Automating LinkedIn Job Searches with Puppeteer and RxJS


Tutorial on how to scrape job offers from LinkedIn using Puppeteer and RxJS
Web scraping may seem like a simple task, but there are many challenges to overcome. In this blog, we will dive into how to scrape LinkedIn to extract job listings. To do this, we will use Puppeteer and RxJS. The goal is to achieve web scraping in a declarative, modular, and scalable manner.
What is Web Scraping?
Web scraping is an automated method of extracting valuable data from websites. It allows users to retrieve specific information—such as text, images, links, and structured content—without manually copying and pasting. This technique is widely used for various purposes, including market research, data analysis, job listings aggregation, and competitive intelligence.

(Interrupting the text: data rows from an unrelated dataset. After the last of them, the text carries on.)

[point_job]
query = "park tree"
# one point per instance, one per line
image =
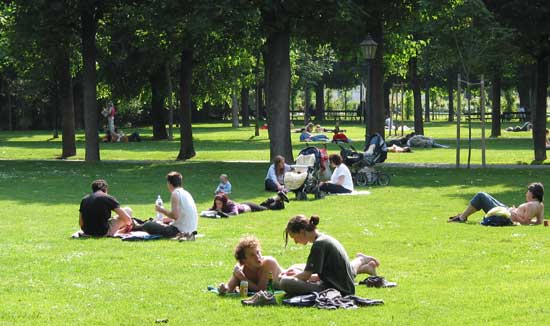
(312, 65)
(530, 19)
(49, 27)
(90, 13)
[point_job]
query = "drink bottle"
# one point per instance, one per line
(159, 203)
(270, 282)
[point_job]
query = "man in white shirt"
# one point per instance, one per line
(182, 219)
(340, 181)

By leveraging web scraping tools, developers can efficiently collect, process, and utilize web data, transforming unstructured online information into structured insights.
Puppeteer: A Powerful Web Scraping Tool
Puppeteer is a JavaScript library that provides programmatic control over headless or full browsers like Chrome. It allows developers to automate tasks such as navigating web pages, interacting with elements, and extracting data, making it an excellent choice for web scraping.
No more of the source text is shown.